If you’re having difficulty with this, then you may need to use a command called xrandr to make the display changes permanent. This advice will work for all graphical versions of Ubuntu, whether you’re using Unity, KDE Plasma, GNOME-Shell, LXDE, Xfce4 or any other desktop environment. It won’t work with text-only versions of Ubuntu Server, however.
Using xrandr to Configure Two Monitors
Open up a graphical terminal from the Ubutnu Dash, the LXDE menu, the Whisker menu in Xfce4 or by holding CTRL, ALT and pushing T in any version of Ubuntu. Type nano .xinitrc and push return. If you have an existing startup script then push Page Down until you’re at the bottom of it, but most installations of Ubuntu won’t have a standard .xinitrc script so you can start your own.

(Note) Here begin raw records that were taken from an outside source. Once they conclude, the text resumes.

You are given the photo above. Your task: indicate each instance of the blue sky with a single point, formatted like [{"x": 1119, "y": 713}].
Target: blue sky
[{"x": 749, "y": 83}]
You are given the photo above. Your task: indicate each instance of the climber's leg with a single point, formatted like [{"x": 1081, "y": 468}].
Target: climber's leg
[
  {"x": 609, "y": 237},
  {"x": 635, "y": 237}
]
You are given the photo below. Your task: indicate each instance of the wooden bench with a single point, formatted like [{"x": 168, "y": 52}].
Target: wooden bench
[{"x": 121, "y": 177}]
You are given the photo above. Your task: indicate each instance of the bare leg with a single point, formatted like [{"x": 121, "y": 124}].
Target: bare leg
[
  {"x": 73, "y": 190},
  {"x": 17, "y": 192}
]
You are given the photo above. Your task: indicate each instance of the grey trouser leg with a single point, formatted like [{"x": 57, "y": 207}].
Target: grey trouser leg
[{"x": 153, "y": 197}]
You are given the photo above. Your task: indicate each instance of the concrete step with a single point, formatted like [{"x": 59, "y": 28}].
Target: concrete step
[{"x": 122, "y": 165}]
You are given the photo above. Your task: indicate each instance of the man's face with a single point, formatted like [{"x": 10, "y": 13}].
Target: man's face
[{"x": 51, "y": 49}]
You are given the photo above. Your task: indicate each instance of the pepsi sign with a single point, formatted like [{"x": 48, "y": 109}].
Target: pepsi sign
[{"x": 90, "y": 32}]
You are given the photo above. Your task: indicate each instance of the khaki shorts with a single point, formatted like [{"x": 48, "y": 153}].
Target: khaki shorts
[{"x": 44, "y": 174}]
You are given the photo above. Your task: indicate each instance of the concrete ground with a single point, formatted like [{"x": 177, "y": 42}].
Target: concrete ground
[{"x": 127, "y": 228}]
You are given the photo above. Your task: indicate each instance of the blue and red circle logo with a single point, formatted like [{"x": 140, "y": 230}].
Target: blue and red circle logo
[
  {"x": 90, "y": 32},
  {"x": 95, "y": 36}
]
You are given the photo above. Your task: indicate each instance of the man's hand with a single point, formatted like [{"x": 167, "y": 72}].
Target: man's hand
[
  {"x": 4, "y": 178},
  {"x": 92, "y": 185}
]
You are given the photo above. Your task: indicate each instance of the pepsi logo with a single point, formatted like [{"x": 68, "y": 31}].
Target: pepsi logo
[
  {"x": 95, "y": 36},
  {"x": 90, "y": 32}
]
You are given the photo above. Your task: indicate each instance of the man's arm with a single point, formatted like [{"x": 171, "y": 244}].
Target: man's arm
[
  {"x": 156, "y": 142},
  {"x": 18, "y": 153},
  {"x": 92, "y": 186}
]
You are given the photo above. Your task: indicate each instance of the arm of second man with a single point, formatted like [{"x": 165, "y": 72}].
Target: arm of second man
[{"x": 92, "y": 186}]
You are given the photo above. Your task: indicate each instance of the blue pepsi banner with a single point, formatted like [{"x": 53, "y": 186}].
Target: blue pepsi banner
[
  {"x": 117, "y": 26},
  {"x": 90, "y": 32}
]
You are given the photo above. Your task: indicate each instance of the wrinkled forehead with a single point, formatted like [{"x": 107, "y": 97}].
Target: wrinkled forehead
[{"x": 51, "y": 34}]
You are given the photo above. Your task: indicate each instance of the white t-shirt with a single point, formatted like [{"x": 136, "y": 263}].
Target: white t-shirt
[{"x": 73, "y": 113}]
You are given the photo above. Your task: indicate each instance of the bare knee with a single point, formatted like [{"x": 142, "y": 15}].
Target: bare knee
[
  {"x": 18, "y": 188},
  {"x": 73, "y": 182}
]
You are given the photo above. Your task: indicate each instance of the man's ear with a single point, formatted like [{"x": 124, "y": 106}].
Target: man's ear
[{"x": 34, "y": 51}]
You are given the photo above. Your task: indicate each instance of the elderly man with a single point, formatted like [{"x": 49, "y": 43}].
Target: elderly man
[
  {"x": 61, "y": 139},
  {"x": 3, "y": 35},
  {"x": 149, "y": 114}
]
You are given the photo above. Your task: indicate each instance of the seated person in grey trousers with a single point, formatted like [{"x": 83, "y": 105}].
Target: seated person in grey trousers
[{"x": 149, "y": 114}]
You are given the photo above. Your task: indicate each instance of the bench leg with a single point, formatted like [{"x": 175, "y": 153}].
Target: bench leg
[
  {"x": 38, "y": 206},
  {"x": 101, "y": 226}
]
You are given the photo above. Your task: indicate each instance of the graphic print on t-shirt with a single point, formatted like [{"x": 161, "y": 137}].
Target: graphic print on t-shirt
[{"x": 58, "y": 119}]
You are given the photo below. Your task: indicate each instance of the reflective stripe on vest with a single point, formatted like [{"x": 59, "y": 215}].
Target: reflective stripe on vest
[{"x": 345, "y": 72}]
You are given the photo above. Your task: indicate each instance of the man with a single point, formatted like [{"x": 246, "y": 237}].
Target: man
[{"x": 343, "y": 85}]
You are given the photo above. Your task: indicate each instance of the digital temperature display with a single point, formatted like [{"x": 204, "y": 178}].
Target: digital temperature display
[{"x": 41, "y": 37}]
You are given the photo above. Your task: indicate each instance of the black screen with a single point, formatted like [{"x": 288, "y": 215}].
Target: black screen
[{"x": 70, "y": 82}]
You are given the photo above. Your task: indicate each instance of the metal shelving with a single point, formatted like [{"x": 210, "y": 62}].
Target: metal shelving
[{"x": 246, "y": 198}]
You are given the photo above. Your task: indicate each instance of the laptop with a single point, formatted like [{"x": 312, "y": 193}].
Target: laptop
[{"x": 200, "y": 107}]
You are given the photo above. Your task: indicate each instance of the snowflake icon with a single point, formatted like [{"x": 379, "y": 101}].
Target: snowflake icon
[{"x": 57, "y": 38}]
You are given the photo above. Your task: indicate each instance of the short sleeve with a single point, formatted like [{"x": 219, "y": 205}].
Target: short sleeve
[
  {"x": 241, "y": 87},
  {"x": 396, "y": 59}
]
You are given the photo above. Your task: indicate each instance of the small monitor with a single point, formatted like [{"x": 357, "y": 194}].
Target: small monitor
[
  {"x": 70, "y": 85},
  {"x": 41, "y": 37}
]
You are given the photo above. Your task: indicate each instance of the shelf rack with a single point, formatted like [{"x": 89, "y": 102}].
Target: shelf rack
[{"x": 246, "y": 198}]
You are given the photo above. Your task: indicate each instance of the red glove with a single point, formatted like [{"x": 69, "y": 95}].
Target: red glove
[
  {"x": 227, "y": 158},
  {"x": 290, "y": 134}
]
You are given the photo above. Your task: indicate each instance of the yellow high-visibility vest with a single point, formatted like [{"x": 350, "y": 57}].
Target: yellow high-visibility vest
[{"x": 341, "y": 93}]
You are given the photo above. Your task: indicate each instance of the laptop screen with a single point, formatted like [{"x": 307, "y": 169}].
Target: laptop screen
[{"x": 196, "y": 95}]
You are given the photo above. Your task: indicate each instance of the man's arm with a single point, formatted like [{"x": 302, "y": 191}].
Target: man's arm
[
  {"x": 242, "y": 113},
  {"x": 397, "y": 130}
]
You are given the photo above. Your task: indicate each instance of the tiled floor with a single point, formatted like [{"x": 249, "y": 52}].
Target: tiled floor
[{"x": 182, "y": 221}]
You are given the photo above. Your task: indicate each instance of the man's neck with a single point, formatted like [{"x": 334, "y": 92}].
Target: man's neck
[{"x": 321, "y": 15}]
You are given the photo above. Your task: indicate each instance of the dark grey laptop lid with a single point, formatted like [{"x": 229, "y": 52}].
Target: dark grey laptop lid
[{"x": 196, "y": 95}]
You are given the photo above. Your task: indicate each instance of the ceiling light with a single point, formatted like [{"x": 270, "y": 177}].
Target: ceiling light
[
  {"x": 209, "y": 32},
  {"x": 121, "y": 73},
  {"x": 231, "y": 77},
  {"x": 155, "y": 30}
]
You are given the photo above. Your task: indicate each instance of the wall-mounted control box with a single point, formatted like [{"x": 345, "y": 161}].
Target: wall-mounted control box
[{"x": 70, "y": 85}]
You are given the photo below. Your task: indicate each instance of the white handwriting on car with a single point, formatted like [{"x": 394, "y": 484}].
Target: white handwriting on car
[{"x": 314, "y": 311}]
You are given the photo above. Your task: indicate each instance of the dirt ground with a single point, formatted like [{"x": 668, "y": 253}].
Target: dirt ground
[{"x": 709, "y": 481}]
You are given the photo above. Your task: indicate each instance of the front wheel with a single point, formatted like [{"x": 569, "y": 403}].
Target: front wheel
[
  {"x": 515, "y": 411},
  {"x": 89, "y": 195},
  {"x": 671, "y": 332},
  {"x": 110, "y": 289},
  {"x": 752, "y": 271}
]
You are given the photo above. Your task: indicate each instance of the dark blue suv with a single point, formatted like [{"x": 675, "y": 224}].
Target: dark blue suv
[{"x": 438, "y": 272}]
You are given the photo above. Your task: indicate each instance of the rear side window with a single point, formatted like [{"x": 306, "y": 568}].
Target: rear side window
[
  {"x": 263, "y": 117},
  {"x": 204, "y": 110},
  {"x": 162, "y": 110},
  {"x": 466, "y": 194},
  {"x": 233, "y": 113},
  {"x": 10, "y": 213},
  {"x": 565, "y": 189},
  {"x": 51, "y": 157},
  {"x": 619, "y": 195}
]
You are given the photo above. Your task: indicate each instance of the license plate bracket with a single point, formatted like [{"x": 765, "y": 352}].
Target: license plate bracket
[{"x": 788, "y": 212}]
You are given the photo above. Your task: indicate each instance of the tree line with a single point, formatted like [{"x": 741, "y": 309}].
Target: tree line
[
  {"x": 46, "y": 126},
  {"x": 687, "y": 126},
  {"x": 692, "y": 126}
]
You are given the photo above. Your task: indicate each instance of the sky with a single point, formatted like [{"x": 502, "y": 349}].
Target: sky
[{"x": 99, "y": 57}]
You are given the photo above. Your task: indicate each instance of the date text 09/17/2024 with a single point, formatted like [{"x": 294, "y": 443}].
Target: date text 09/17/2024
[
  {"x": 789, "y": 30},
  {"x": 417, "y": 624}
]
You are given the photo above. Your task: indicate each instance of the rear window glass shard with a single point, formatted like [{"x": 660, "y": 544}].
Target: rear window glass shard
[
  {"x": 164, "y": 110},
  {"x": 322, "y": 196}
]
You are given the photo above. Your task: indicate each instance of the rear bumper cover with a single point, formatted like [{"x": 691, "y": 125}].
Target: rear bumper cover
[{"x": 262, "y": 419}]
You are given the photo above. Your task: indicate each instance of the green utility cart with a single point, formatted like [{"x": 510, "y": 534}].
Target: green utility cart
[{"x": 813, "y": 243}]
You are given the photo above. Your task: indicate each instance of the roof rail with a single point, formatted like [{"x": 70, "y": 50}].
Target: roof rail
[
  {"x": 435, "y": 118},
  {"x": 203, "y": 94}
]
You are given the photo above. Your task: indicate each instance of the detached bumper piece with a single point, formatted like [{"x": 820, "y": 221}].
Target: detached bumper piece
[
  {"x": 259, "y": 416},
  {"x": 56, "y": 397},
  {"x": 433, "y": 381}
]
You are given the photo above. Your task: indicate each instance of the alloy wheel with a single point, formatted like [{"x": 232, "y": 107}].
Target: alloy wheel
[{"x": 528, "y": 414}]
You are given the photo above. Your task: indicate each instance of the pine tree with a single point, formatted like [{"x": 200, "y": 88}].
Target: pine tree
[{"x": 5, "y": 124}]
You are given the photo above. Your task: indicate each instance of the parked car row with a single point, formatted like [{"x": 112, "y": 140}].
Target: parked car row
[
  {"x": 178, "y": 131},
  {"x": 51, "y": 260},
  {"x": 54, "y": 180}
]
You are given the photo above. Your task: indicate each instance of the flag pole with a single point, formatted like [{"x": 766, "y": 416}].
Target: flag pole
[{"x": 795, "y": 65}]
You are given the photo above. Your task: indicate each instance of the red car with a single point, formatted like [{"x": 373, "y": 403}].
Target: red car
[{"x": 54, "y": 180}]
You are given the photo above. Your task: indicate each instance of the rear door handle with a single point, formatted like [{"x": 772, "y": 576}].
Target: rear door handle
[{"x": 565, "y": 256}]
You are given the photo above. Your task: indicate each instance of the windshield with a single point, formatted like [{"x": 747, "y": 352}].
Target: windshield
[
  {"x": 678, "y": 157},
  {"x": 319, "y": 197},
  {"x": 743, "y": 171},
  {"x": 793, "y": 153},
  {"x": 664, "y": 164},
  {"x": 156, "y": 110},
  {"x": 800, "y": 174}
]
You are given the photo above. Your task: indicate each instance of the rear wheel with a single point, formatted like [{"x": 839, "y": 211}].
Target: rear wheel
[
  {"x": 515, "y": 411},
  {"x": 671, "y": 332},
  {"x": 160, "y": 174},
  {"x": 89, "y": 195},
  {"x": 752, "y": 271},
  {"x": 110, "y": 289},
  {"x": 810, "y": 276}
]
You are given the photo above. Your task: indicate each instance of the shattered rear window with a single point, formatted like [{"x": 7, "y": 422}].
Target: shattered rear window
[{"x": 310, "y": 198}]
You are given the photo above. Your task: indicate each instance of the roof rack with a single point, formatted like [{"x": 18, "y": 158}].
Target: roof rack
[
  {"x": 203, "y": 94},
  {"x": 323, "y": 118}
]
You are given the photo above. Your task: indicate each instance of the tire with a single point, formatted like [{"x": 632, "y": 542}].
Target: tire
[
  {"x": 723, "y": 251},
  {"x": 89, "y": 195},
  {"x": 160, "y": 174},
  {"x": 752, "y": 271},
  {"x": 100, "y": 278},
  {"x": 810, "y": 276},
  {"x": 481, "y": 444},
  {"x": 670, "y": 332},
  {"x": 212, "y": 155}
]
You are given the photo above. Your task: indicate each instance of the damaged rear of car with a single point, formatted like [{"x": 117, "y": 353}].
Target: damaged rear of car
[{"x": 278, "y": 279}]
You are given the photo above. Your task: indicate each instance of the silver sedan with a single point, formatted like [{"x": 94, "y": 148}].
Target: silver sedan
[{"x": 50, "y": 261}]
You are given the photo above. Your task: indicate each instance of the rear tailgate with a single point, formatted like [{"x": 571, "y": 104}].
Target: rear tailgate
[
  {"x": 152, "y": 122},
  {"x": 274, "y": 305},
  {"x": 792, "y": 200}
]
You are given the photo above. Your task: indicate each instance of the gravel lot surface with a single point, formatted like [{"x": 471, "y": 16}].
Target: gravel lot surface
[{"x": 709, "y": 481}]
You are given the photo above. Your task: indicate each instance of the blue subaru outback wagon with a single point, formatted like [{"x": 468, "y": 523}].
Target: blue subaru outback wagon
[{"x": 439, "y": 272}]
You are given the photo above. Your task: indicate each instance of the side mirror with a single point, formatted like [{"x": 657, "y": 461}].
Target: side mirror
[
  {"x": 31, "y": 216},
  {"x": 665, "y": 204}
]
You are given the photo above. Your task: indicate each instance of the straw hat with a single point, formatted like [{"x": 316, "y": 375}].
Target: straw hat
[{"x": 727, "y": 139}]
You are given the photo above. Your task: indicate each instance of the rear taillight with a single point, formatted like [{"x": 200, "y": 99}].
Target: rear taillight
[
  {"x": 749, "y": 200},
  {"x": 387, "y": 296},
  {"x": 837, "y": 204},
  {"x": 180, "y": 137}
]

If you see a line like xmonad or any other multi-screen window manager without an ampersand after it, add one after a space like xmonad & so that they execute in the background. You then need to add a line at the bottom that reads:
xrandr –output DP2 –auto –left-to DP1
You might have to change the DP2 and DP1 settings around if the displays are swapped. Once you’ve written the line, hold CTRL and push X, then push y to save it. Restart your machine to test if the settings are working. If not, then try switching the designations and restart. If you’re still not getting the multiple monitor display to work correctly, then open the graphical terminal back up and just type xrandr at it and push return. It will give you a list of connected displays, which might alternatively have names like DFP1, CRT1 or something similar that you could use instead of DP2 and DP1 in the xrandr line in the .xinitrc script.
You should then have one desktop on each monitor.
If you’re running custom schemes or any custom window managers, then these will still work regardless of what type of Ubuntu distribution you’re using. You can even use two different sets of wallpaper if you’d like.
Drag applications to the edges of the window to position them on either of your two monitors.